Cette virulente perspective ne doit pas occulter une autre histoire du football, profondément populaire celle-là, comme la raconte remarquablement Mickaël Correia9. Loin d’être uniquement un opium du peuple, « au cours de l’histoire, écrit Correia, et aux quatre coins du monde, le football a été en effet le creuset de nombre de résistances à l’ordre établi, qu’il soit patronal, colonial, dictatorial ou tout cela à la fois.

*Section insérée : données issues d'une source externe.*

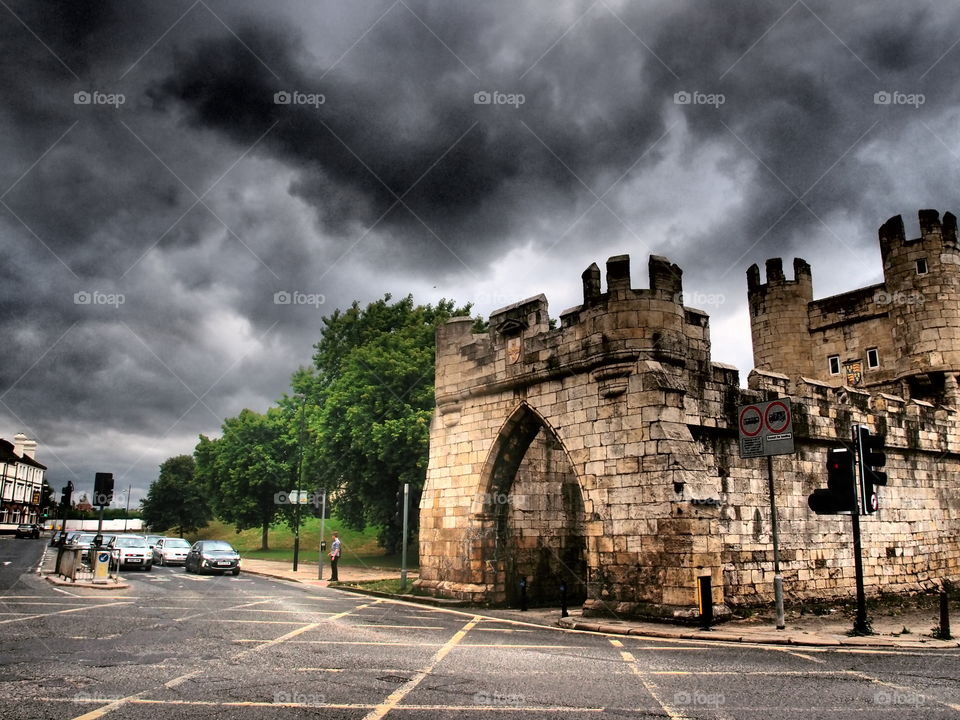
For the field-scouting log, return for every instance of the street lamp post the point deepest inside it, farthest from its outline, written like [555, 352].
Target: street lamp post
[296, 510]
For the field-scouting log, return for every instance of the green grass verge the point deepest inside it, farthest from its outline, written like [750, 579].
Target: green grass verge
[359, 548]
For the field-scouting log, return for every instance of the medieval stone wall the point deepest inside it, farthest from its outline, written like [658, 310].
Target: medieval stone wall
[603, 453]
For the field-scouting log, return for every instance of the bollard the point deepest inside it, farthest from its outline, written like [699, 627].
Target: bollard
[705, 598]
[945, 615]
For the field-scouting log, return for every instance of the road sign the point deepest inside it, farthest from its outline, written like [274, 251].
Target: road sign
[765, 428]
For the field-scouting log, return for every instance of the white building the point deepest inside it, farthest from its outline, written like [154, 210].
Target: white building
[21, 482]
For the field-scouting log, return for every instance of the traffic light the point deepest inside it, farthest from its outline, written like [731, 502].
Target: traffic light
[870, 448]
[102, 489]
[839, 497]
[66, 494]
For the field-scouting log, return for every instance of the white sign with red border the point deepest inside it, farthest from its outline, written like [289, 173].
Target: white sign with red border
[765, 428]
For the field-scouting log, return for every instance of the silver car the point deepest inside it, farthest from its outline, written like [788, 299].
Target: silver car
[170, 551]
[130, 551]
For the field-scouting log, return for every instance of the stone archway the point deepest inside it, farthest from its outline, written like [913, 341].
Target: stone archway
[536, 511]
[568, 445]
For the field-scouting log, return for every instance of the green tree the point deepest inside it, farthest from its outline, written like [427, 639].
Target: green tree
[248, 468]
[176, 498]
[371, 399]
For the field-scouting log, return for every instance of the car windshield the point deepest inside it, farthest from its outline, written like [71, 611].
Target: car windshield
[217, 546]
[130, 542]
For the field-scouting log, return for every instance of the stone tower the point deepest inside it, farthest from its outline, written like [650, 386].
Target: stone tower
[779, 318]
[922, 279]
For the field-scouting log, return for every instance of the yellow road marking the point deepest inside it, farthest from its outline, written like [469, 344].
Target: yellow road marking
[100, 712]
[62, 612]
[349, 642]
[400, 693]
[652, 689]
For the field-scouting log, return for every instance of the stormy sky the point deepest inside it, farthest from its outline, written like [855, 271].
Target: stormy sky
[188, 187]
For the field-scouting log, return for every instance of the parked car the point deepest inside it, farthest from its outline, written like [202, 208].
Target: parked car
[31, 530]
[212, 556]
[130, 550]
[84, 540]
[170, 551]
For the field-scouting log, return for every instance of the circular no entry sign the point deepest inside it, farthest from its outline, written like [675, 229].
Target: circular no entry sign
[777, 417]
[751, 422]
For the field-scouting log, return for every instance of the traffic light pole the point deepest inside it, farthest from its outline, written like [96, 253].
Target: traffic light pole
[861, 625]
[777, 577]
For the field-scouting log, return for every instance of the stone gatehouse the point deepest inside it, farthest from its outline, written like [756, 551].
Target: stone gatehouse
[603, 453]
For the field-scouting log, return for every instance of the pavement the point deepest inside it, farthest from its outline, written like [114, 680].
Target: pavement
[904, 629]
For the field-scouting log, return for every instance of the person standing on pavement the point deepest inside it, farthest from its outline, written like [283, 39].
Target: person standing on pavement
[334, 557]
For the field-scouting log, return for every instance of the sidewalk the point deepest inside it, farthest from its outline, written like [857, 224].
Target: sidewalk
[307, 572]
[802, 630]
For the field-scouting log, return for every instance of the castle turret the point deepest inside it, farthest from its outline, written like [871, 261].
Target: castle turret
[779, 318]
[922, 279]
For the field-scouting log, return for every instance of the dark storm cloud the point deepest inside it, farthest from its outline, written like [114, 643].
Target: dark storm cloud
[304, 197]
[798, 100]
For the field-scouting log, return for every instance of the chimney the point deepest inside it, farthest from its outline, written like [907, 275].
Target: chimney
[24, 447]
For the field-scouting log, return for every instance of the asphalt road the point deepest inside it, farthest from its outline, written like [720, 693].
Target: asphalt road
[182, 646]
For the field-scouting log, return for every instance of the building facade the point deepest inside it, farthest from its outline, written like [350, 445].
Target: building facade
[21, 482]
[603, 454]
[901, 336]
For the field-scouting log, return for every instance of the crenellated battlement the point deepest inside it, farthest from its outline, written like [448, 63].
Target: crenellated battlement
[612, 327]
[802, 283]
[901, 336]
[933, 232]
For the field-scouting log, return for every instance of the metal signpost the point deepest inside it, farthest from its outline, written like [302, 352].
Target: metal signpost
[403, 554]
[323, 543]
[766, 429]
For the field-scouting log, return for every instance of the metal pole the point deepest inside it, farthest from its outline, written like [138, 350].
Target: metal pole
[403, 552]
[323, 515]
[777, 577]
[861, 626]
[296, 510]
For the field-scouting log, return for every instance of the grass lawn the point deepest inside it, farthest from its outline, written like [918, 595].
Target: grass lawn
[358, 548]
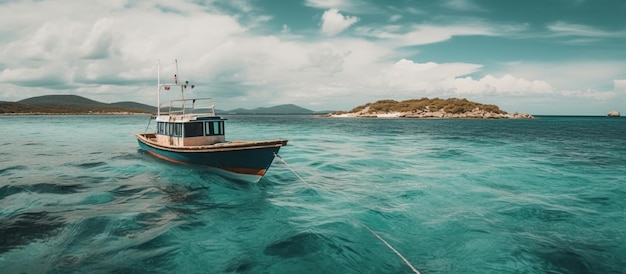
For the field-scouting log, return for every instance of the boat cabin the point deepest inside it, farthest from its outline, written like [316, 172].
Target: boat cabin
[200, 131]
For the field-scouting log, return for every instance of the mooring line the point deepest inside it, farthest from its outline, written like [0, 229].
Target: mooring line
[366, 227]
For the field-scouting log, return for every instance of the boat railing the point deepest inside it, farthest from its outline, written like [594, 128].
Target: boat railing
[196, 106]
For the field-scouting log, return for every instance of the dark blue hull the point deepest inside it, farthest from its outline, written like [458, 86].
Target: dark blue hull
[251, 159]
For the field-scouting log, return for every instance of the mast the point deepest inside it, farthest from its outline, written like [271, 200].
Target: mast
[159, 88]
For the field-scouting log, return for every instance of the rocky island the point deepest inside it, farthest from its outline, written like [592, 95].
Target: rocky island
[430, 108]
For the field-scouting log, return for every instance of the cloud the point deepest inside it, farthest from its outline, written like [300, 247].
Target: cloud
[421, 34]
[594, 94]
[463, 5]
[446, 79]
[561, 28]
[619, 85]
[334, 22]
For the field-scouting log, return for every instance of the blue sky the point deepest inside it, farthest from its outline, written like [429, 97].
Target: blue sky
[535, 56]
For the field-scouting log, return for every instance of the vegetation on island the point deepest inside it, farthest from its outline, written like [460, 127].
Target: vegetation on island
[429, 108]
[450, 105]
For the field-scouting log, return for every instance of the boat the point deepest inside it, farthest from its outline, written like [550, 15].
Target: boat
[189, 132]
[613, 113]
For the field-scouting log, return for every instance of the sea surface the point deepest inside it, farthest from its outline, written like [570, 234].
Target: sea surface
[546, 195]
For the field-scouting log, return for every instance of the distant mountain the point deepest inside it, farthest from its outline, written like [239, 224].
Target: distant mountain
[59, 104]
[281, 109]
[71, 104]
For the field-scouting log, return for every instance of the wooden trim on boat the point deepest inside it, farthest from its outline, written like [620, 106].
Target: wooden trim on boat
[227, 146]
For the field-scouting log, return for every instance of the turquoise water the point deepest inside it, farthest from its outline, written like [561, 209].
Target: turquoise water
[452, 196]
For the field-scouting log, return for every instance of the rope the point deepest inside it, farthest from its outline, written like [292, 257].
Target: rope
[366, 227]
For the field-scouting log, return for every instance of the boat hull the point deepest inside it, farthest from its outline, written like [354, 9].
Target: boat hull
[241, 160]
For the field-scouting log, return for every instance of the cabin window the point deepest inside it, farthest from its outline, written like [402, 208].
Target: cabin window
[178, 130]
[160, 128]
[214, 128]
[193, 130]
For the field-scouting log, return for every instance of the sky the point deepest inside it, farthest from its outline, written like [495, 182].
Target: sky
[543, 57]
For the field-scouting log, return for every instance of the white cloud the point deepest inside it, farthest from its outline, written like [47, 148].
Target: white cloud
[561, 28]
[109, 50]
[619, 85]
[334, 22]
[463, 5]
[597, 95]
[446, 79]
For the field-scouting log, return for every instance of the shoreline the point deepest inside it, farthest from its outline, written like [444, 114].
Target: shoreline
[74, 113]
[476, 114]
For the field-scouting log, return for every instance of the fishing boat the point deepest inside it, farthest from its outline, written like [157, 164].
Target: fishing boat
[189, 132]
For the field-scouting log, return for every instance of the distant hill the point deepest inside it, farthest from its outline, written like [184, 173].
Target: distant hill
[73, 104]
[59, 104]
[281, 109]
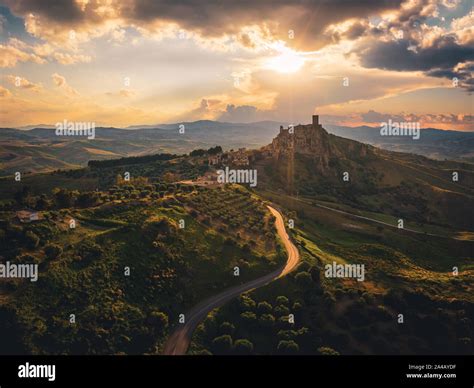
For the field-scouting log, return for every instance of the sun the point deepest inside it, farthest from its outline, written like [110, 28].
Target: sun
[287, 62]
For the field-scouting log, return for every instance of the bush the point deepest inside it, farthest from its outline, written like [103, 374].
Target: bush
[303, 279]
[227, 328]
[222, 344]
[52, 251]
[327, 351]
[159, 320]
[31, 239]
[283, 300]
[288, 347]
[267, 320]
[264, 308]
[243, 346]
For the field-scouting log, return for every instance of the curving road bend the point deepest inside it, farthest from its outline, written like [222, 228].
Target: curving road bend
[178, 342]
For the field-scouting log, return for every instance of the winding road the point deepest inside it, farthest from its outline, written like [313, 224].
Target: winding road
[178, 342]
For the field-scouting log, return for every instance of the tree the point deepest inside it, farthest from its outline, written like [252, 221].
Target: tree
[264, 308]
[222, 344]
[303, 279]
[247, 303]
[52, 251]
[288, 347]
[283, 300]
[31, 239]
[159, 320]
[248, 317]
[227, 328]
[243, 346]
[327, 351]
[267, 320]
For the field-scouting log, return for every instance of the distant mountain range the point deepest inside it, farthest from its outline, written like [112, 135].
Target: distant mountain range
[433, 143]
[38, 149]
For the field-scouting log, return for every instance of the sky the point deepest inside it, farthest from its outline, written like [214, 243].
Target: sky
[134, 62]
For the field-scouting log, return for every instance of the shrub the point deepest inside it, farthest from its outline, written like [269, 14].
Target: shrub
[52, 251]
[327, 351]
[243, 346]
[222, 344]
[288, 347]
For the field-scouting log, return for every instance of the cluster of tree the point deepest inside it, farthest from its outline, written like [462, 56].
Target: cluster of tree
[130, 160]
[211, 151]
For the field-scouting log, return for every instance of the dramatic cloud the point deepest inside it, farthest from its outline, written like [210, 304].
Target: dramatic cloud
[306, 19]
[60, 82]
[4, 92]
[23, 83]
[10, 56]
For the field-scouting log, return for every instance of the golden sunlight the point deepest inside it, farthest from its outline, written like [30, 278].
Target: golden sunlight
[288, 61]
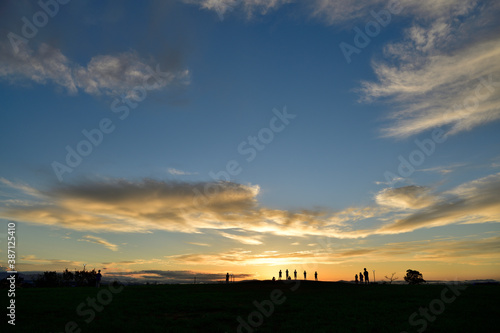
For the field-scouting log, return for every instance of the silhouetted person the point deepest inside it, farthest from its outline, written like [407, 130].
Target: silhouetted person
[98, 279]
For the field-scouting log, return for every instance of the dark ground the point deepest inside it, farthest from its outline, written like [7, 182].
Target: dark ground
[300, 307]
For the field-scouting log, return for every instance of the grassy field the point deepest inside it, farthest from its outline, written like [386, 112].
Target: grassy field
[302, 307]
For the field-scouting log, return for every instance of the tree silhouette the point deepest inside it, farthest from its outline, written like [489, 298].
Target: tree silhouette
[414, 277]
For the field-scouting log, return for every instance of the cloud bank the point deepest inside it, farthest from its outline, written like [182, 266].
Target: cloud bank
[118, 205]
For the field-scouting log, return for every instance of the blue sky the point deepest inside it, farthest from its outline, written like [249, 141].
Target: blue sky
[344, 149]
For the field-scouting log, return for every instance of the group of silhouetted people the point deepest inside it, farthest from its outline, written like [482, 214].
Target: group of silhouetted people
[361, 276]
[288, 277]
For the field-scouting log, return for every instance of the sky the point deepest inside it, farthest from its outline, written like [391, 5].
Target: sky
[162, 140]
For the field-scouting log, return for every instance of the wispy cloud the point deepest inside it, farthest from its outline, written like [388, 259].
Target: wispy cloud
[252, 240]
[441, 75]
[198, 244]
[177, 172]
[103, 75]
[100, 241]
[149, 205]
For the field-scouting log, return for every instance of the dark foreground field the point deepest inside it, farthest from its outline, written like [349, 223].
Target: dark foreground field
[304, 307]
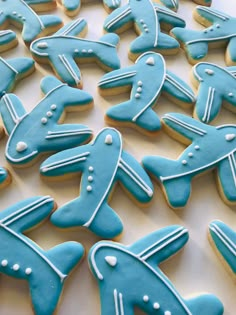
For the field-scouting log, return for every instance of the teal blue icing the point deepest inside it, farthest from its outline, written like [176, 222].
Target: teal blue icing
[22, 258]
[13, 70]
[103, 163]
[211, 91]
[38, 131]
[63, 50]
[224, 239]
[147, 17]
[211, 148]
[129, 276]
[146, 87]
[222, 29]
[18, 11]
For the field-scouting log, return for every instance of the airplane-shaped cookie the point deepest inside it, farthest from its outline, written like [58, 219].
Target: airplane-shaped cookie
[147, 17]
[103, 162]
[63, 49]
[211, 148]
[13, 70]
[223, 238]
[220, 31]
[38, 131]
[22, 258]
[129, 276]
[18, 12]
[208, 78]
[148, 78]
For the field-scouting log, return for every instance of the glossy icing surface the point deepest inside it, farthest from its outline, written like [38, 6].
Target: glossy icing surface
[122, 286]
[42, 122]
[91, 208]
[146, 88]
[211, 148]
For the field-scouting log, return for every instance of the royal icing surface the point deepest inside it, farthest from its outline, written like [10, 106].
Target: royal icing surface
[90, 209]
[145, 90]
[19, 12]
[12, 70]
[211, 148]
[224, 239]
[22, 258]
[129, 276]
[38, 131]
[63, 49]
[147, 17]
[222, 29]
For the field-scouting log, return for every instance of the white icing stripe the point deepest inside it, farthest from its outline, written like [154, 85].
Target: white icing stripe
[118, 77]
[180, 87]
[118, 18]
[164, 178]
[158, 275]
[69, 68]
[65, 162]
[160, 241]
[224, 238]
[135, 177]
[192, 128]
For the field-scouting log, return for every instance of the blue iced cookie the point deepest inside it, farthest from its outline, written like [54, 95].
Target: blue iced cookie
[220, 30]
[148, 78]
[39, 131]
[21, 258]
[129, 276]
[102, 163]
[64, 49]
[147, 17]
[223, 239]
[209, 147]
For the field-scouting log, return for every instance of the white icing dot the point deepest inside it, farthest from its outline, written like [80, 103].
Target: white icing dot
[4, 262]
[16, 267]
[28, 271]
[145, 298]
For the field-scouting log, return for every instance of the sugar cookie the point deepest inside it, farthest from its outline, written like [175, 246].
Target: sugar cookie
[37, 132]
[208, 78]
[148, 78]
[211, 147]
[220, 30]
[147, 17]
[22, 258]
[63, 50]
[103, 162]
[223, 239]
[129, 276]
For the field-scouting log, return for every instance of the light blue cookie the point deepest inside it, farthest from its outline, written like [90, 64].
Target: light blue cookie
[211, 148]
[148, 78]
[129, 276]
[63, 50]
[21, 258]
[39, 131]
[103, 163]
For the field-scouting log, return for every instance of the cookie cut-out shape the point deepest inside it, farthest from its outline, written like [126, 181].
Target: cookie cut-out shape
[21, 258]
[210, 149]
[39, 131]
[147, 17]
[148, 78]
[223, 239]
[137, 281]
[13, 70]
[63, 50]
[220, 30]
[18, 12]
[212, 94]
[102, 164]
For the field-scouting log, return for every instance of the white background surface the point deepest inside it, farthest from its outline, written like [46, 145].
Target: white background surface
[194, 270]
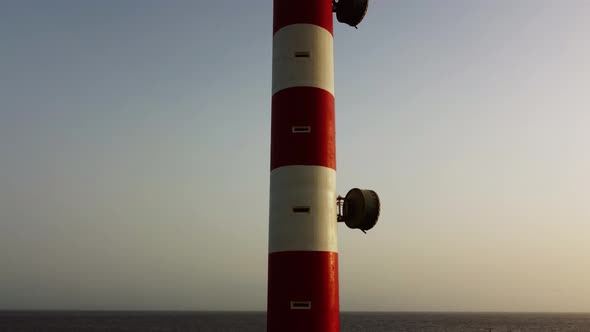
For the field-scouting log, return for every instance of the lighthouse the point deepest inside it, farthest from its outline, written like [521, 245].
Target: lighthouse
[304, 207]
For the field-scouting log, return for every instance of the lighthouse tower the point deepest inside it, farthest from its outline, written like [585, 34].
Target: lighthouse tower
[304, 207]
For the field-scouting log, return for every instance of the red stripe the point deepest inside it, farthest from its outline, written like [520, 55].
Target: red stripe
[317, 12]
[303, 276]
[303, 106]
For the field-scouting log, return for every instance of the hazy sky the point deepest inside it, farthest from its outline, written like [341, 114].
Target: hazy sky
[135, 142]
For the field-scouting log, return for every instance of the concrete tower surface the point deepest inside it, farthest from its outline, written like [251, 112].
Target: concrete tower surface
[303, 252]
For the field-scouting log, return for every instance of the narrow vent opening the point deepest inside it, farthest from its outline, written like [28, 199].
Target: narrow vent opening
[301, 129]
[301, 209]
[302, 54]
[301, 305]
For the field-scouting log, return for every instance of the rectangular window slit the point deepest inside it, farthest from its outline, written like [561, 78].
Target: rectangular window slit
[301, 209]
[301, 129]
[303, 54]
[305, 305]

Il a également permis de faire émerger de nouvelles façons de lutter, de se divertir, de communiquer, bref d’exister ». De la résistance ouvrière à la lutte contre la domination masculine, du « match de la mort » en Ukraine face aux nazis, au cœur de la révolution arabe de 2011 en Égypte, des crampons palestiniens aux révoltés d’Istanbul, du football féminin aux amateurs, le long cheminement du foot illustre un imaginaire culturel et politique, bien éloigné de « l’industrie football ». Cette dernière, rouage essentiel du divertissement mondialisé vampirise, selon la logique du capitalisme, et « reconfigure en fonction de ces seules exigences tous les éléments des différentes cultures qui lui ont préexisté », comme l’exprime Jean-Claude Michéa.
On peut l’analyser, le football apparait bien comme un fait social total qui oscille entre la psychologie individuelle et collective et la haute diplomatie internationale, entre la sacralisation symbolique la plus aigüe et les plus bas intérêts mercantiles. Une fascinante communion universelle qui transcende les passions individuelles pour atteindre une dimension quasi-surnaturelle et mystérieuse du destin dont les humains restent assoiffés. Singulièrement après un siècle d’effritement religieux et d’effondrement des grandioses espérances politiques. On peut se permettre de douter que l’évènement-monde de la World Cup, comme l’évoque François Brune, balise la grande marche en avant de l’histoire humaine. Si d’autres enjeux, cruciaux cette fois, en ce nouveau régime climatique, mobilisaient autant de ferveurs, d’énergies et d’enthousiasmes, j’en redeviendrais presque optimiste. Hélas…
- Eduardo Galeano, Le football, ombre et lumière, Préface de Lilian Thuram, Lux, 2014.
- Jean-Claude Michéa, Le plus beau but était une passe, Écrits sur le football, Climats, 2018.
- Ignacio Ramonet, « Un fait social total » in Football et passions politiques, Manière de voir n° 39, Le Monde diplomatique, Mai-juin 1998.
- François Brune, « Un résumé de la condition humaine », in Football et passions politiques, Manière de voir n° 39, Le Monde diplomatique, Mai-juin 1998.
- Pierre-Henri Tavoillot, « Le football témoigne de notre passion secrète pour l’injustice » in Philosophie Magazine, N° 119, Mai 2018.
- Pascal Boniface, « Géopolitique du football » in Football et passions politiques, Manière de voir n° 39, Le Monde diplomatique, Mai-juin 1998.
- Robert Redeker, Peut-on encore aimer le football ?, Le Rocher, 2018.
- Jean-Marie Brohm, Marc Perelman, Le football, une peste émotionnelle, Folio, 2006.
- Mickaël Correia, Une histoire populaire du football, La Découverte, 2018.